8.    Brancaleone – evento di presentazione Cooperativa di Comunità per la valorizzazione della Valle degli Armeni: echi Armeni, storia e natura nella vallata.
9.   Bruzzano Zeffirio – visita guidata: Rocca degli Armeni.
10.   Calanna – l’Enkolpion in bronzo del Museo Archeologico; convegno presso il Museo della Cultura Contadina: l’antico frutto della Mela Cotogna, reinserimento nuovi alberi.
11.  Corigliano/Rossano – Visita guidata: Museo Diocesano e del Codex purpureos rossanensis.
12.  Cropani/Belcastro – visita guidata: Chiesa di Santa Maria Assunta.
13.  Ferruzzano – visita guidata: Palmenti del Bosco di Rudina.
14.  Gerace – visita guidata: Passeggiata bizantina, storia dell’Arte e dell’Architettura bizantina nel borgo di Gerace; degustazione enogastronomica.
15. Limbadi – passeggiata campestre: raccolta erbe officinali, rievocando San Pantaleone Medico e Martire.
16.  Melicuccà – Convegno: le radici bizantine del bagolaro, albero del rosario; mostra di rosari e antichi strumenti contadini.
17.  Motta San Giovanni – visita guidata: Insediamento fortificato di San Niceto.
18.  Palizzi – Degustazione: il vino di Palizzi, orgoglio bizantino.
19.  Palmi/Taureana- visita guidata: Antica Chiesa di San Fantino.
20.  San Luca/Careri/Natile- Patrimonio Aspromonte: escursioni a Pietra K, degustazione di produzioni tipiche dell’enogastronomia.
21.  Santa Severina- visita guidata: Battistero di Santa Severina.
22.  Santo Stefano- Visita guidata: Grotta di San Silvestro.

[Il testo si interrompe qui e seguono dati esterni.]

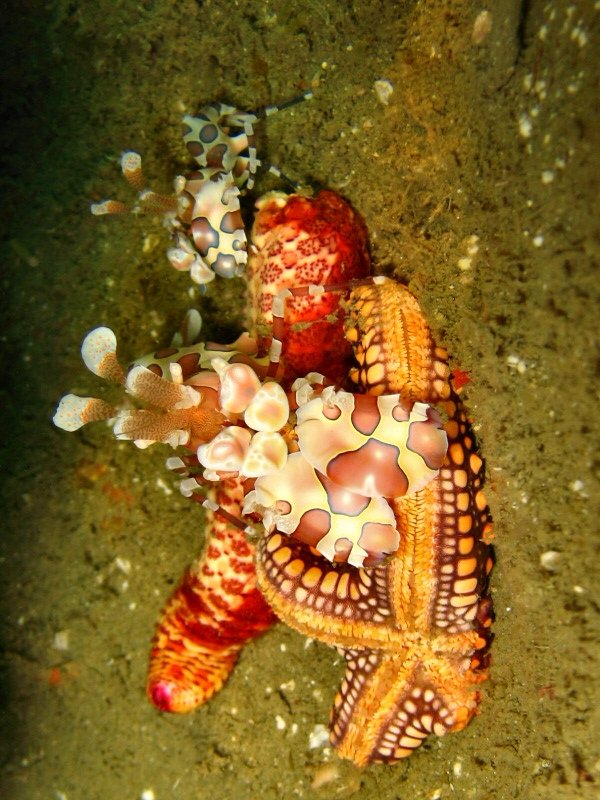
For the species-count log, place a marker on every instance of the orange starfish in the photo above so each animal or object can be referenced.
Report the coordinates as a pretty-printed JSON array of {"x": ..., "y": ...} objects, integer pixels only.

23.  Seminara – visita guidata: Museo delle Ceramiche di Seminara, Borgo dei Pignatari e delle botteghe artigiane.
24.   Staiti – Visita guidata: Museo dei Santi Italo Greci; concerto di Lira Calabrese presso la Chiesa Santa Maria de’ Tridetti.
25.  Stilo/Pazzano/Bivongi – visita guidata: Cattolica e Monastero San Giovanni Theristis.
26.  Tropea – visita guidata: Santuario Santa Maria dell’Isola.
27.  Zungri – visita guidata: Zungri, l’arte di costruire per sottrazione, nell’Insediamento rupestre di tufo.